Em razão da pandemia de Covid-19, os Tribunais Regionais Eleitorais (TREs) estão diplomando os candidatos eleitos este ano em cerimônias virtuais ou com restrição ao público. O prazo para diplomação termina amanhã e cada tribunal escolheu a data e a forma que melhor se ajusta às realidades locais. Em situações normais, o Tribunal Superior Eleitoral (TSE) e os TREs realizam eventos públicos para essa fase do pleito. A diplomação encerra o processo eleitoral e habilita o eleito a tomar posse no seu respectivo cargo. Todos os candidatos vitoriosos e suplentes, até a terceira colocação, podem emitir o diploma de forma online diretamente no site do TRE de cada estado. Na impossibilidade técnica, ele pode ser retirado no cartório eleitoral da zona do candidato. Nesse caso, o TSE recomenda que o atendimento seja agendado.
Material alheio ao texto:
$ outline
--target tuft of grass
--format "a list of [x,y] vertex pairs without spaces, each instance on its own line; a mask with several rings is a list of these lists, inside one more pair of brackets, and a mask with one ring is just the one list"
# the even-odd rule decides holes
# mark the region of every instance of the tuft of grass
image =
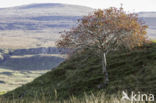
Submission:
[[[71,96],[69,99],[59,100],[57,98],[57,91],[55,91],[55,99],[51,100],[50,96],[42,95],[41,97],[35,96],[33,99],[3,99],[0,98],[0,102],[3,103],[153,103],[148,101],[129,101],[121,100],[121,94],[107,96],[104,92],[98,92],[96,94],[91,93],[90,95],[84,93],[83,97]],[[44,94],[44,93],[43,93]]]

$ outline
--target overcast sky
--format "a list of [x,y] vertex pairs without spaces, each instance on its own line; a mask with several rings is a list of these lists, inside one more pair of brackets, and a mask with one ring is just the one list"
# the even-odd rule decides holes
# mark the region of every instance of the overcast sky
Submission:
[[156,0],[0,0],[0,8],[31,3],[67,3],[96,9],[110,6],[120,7],[122,3],[127,11],[156,11]]

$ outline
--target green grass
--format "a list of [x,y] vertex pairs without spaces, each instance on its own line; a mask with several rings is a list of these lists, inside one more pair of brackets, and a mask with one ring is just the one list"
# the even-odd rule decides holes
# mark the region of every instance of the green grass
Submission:
[[[115,52],[107,56],[110,83],[99,89],[103,82],[101,59],[92,52],[74,55],[57,68],[3,95],[8,100],[26,100],[45,96],[46,100],[59,100],[71,96],[103,91],[107,95],[126,90],[156,94],[156,44],[146,45],[131,52]],[[75,102],[76,103],[76,102]],[[83,103],[83,102],[82,102]]]
[[156,43],[156,40],[152,40],[154,43]]

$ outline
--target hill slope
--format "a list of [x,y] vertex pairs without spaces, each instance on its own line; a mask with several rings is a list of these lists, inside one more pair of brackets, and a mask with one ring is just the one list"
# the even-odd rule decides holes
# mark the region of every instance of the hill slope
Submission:
[[[107,56],[110,83],[103,90],[108,94],[118,91],[141,91],[156,94],[156,44],[146,45],[131,52],[116,52]],[[66,60],[57,68],[7,94],[7,98],[30,99],[45,95],[54,99],[81,96],[84,92],[99,91],[103,81],[101,60],[86,52]]]

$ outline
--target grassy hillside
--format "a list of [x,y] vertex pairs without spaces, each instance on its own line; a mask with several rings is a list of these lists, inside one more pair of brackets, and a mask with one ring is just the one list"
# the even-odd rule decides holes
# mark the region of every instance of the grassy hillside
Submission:
[[23,85],[3,97],[33,99],[45,96],[47,100],[67,99],[99,90],[106,94],[118,91],[141,91],[156,94],[156,44],[146,45],[131,52],[110,53],[108,56],[110,83],[99,89],[103,82],[101,59],[91,51],[74,55],[57,68]]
No caso das eleições presidenciais, é o TSE que faz a diplomação. Para os eleitos aos demais cargos federais, estaduais e distritais, assim como para os suplentes, a entrega do diploma fica a cargo dos TREs. Nas eleições municipais, a competência é das juntas eleitorais, em geral, com a participação dos tribunais regionais.

De acordo com o Código Eleitoral, no diploma figuram o nome do candidato, a indicação da legenda sob a qual concorreu, o cargo para o qual foi eleito ou a sua classificação como suplente e, facultativamente, outros dados a critério do juiz ou do tribunal.
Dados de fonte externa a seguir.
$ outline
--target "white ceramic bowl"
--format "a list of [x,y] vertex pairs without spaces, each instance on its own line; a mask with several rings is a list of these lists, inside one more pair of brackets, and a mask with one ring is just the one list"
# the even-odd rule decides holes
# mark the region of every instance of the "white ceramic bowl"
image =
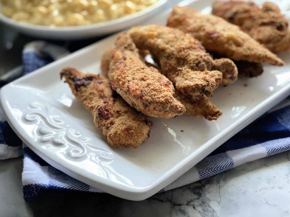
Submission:
[[[104,35],[129,28],[160,11],[167,0],[159,0],[146,9],[124,17],[86,26],[51,27],[21,23],[0,13],[0,22],[34,37],[58,40],[78,39]],[[0,8],[1,5],[0,4]]]

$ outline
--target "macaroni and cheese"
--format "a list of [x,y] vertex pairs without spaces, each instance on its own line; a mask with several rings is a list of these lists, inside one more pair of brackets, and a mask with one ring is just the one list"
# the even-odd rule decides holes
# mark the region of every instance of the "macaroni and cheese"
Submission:
[[3,14],[26,23],[51,27],[88,25],[144,10],[158,0],[0,0]]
A expedição dos diplomas ocorre nas 48 horas após o julgamento das contas do candidato eleito. Segundo o TSE, não são diplomados o eleito do sexo masculino que não provar quitação com o serviço militar obrigatório e o candidato vitorioso cujo registro de candidatura tenha sido indeferido, mesmo que ainda esteja sob apreciação judicial.

Além disso, enquanto o TSE não decidir sobre eventual Recurso Contra Expedição de Diploma (RCED), o diplomado poderá exercer o mandato. Esse recurso, previsto no artigo 262 do Código Eleitoral, deve ser interposto no prazo de três dias contados da diplomação.